Nickel Metal Hydride
The environmentally benign alter ego to the nickel-cadmium battery is also flat-out superior to it in specific energy and specific power comparisons, and should become the preferred alkaline battery of the future (Figure 8-8). The USABC certainly thought so and is invest its research and development dollars toward this technology.
In addition, when talking about nickel metal hydride batteries, Ron Freund’s study in the next section tells everyone how mid-range battery packs stand the test of time. Personally, the RAV4 EV was the most reliable EV to get me from White Plains, New York to lower Manhattan and back to White Plains, New York. That should tell it all, but let’s hear about Ron’s report of his experience with the RAV4.
Lithium Polymer
This battery’s specific energy and specific power numbers evoke nothing but envy from its competitors and mouth-watering anticipation from its advocates. The whole lithium group has shown great promise in the labs, and smaller lithium polymer batteries have greatly impressed users in the computer industry. But lithium still has to deliver on its promise when packaged in the giant, economy, suitable-for-powering-EVs size (see Figure 8-9). Stay tuned for future developments here—the USABC certainly will.

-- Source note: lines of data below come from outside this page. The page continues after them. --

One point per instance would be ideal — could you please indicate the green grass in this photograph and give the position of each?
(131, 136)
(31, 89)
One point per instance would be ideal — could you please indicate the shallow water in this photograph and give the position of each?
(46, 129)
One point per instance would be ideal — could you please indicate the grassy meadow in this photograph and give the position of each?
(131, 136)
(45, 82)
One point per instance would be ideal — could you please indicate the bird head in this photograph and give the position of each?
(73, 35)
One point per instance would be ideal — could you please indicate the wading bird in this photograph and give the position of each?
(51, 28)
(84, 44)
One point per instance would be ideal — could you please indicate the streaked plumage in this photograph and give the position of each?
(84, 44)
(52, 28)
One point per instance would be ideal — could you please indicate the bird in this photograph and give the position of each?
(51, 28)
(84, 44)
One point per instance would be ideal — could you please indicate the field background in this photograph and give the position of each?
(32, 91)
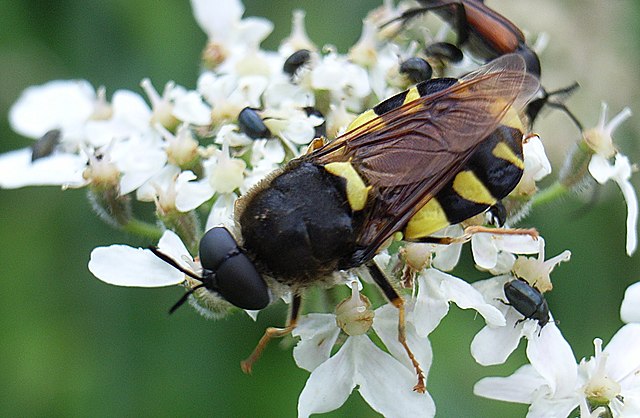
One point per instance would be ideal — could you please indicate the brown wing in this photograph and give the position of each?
(409, 153)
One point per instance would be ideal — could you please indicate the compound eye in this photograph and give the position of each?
(236, 278)
(215, 246)
(240, 283)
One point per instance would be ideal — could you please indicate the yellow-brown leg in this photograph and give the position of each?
(397, 301)
(476, 229)
(273, 332)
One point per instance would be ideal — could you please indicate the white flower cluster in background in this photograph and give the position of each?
(190, 153)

Figure 8-8 Nickel metal hydride battery
Figure 8-9 Lithium batteries ready to go into a P orsche for great speed and great range (Courtesy of EVPorsche.net).
Sodium-Sulfur
This technology has strong proponents in England, Germany, Japan, Canada, and the United States. This is good because its opponents have a continuous field day merely by labeling it and using scare tactics. Yes, sodium is combustible in air. Yes, sulfur is also on the head of matches. Yes, maintaining a “thermos bottle” at 350 degrees C to contain its molten sodium and sulfur electrodes and beta alumina electrolyte is inefficient. Yes, it can explode and/or do nasty things if punctured in an accident. So can internal combustion engine vehicles. On the other hand, it continues to be one of the most promising advanced battery systems for EV propulsion; its specific energy and specific power numbers are greatly superior to those for lead-acid batteries; and pilot plant battery production has already started. While many problems remain to be solved, perhaps low-cost production the largest among them, sodium sulfur is a hot technology in more ways than one.
Sodium Metal Chloride
If sodium sulfur is great, then all its advantages at a lower operating temperature with still better specific energy and specific power numbers has to be greater yet. And sodium metal chloride battery technology is. Throw in cells that can be assembled in the discharged state, have higher open-circuit voltage and better freeze/thaw and failuremode characteristics than sodium sulfur’s, and you have a real winner.
Lithium Iron Disulfide
The promise of lithium-iron disulfide batteries on the high temperature side is equally mouth-watering. This battery’s specific energy numbers are the best of all, and its specific power numbers simply leave all others in the dust.